Before my mind could even process what was happening, someone engulfed me in their arms, forcing me to my feet and away from the ledge. I started thrashing, but hold only became stronger.

"Hey! Let go of me! Let go!" I screamed and hollered as loud as I could. The arms around me loosened and I broke free from their grasp, turning around to see who had the nerve to touch me. I saw the hazel eyes that looked down on me with concern.

As we looked at each other in silence, CM Punk suddenly grabbed both my arms and pulled me close to him, forcing his lips against mine. My eyes widened in shock at his sudden outburst, but his inviting familiar touch soothed me. As I let my eyelids flutter shut, I returned our kiss with just as much emotion as him. I wasn't sure which emotions we were feeling. Sadness, anger, longing, grief. Whatever they were, they were strong, they were powerful, they were pure, and they were real.

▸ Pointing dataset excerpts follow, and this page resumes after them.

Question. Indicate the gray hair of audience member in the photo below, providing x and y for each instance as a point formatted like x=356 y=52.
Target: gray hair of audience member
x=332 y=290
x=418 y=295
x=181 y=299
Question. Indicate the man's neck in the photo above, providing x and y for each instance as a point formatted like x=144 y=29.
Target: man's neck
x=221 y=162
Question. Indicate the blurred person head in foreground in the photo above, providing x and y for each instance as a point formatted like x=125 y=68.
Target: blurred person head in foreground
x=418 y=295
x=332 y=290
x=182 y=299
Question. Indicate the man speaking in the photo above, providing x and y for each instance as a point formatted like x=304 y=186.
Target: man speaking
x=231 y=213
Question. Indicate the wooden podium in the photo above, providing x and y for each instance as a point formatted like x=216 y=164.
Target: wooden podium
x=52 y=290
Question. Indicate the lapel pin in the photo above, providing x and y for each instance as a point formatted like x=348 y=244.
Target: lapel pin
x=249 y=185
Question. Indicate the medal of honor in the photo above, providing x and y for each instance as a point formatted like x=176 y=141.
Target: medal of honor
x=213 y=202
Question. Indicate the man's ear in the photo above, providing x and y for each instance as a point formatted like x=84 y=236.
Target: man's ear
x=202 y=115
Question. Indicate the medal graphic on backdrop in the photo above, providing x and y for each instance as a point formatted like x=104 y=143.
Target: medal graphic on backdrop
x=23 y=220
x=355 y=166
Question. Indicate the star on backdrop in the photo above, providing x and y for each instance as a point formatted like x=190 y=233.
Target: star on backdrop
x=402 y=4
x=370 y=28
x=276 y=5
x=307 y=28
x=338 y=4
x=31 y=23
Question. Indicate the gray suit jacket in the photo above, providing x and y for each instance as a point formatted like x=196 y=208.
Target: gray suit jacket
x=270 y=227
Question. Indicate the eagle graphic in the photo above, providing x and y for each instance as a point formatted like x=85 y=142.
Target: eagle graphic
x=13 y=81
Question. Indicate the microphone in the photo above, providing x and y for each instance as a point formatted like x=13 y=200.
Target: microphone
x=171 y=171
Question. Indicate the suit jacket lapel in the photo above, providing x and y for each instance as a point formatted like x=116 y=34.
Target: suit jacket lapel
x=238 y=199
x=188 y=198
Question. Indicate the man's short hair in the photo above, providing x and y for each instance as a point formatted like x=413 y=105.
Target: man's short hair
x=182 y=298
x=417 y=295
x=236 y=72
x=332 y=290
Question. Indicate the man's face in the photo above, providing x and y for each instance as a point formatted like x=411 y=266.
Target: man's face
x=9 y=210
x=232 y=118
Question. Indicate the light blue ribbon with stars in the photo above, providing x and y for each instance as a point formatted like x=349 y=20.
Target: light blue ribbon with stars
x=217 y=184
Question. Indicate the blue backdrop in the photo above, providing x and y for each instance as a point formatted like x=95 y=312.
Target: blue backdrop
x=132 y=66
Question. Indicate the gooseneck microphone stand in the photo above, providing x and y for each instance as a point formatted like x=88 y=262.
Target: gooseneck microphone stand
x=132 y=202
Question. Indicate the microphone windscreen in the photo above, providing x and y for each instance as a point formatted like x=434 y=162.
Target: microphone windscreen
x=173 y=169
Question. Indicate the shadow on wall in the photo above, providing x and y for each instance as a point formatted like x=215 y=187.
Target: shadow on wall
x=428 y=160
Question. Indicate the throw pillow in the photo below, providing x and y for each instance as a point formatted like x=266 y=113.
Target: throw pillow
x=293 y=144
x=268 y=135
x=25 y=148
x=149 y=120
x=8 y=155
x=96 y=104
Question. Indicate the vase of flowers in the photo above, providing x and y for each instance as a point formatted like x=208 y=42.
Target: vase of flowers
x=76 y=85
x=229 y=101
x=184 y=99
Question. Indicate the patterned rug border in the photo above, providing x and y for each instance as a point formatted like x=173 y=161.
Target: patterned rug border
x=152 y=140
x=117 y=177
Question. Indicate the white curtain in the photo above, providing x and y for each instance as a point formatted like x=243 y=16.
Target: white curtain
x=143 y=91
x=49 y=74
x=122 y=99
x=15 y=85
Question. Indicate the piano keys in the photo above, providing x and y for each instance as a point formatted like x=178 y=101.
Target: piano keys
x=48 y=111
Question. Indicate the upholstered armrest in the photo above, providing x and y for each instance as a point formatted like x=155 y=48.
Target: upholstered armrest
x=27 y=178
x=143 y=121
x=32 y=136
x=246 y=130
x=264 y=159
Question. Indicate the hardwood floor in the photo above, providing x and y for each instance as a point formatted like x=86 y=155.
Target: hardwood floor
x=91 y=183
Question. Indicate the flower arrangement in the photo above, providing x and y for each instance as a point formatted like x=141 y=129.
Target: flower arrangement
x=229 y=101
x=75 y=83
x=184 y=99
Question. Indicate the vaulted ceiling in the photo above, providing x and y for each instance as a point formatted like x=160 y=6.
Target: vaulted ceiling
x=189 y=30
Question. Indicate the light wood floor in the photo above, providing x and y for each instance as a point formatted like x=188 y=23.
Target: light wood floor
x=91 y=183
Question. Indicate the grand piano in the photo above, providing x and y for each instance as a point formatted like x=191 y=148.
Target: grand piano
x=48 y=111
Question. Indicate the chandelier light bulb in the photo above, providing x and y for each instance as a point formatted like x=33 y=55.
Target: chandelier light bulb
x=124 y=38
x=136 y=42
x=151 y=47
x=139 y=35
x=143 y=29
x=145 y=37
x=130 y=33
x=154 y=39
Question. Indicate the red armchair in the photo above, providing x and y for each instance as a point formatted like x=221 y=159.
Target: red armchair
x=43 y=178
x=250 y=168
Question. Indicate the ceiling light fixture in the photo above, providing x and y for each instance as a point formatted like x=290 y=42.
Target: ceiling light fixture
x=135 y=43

The kiss deepened as Punk gently bit my bottom lip, his hands now protectively wrapped around my waist to keep me from leaving him. I moved my own hands so that they now laid on his chest. The whole world seamed to vanish, everything except for me, Punk, and the shimmering city lights that twinkled around us.

It was Punk who eventually broke our kiss, but even then our faces were only centimeters apart. My forehead rested against his as we both tried to regain our breathe. He spoke. "Please tell me I didn't just save you."

"S-Save me?" I quietly asked, still trying to catch my breathe. "Save me from what?"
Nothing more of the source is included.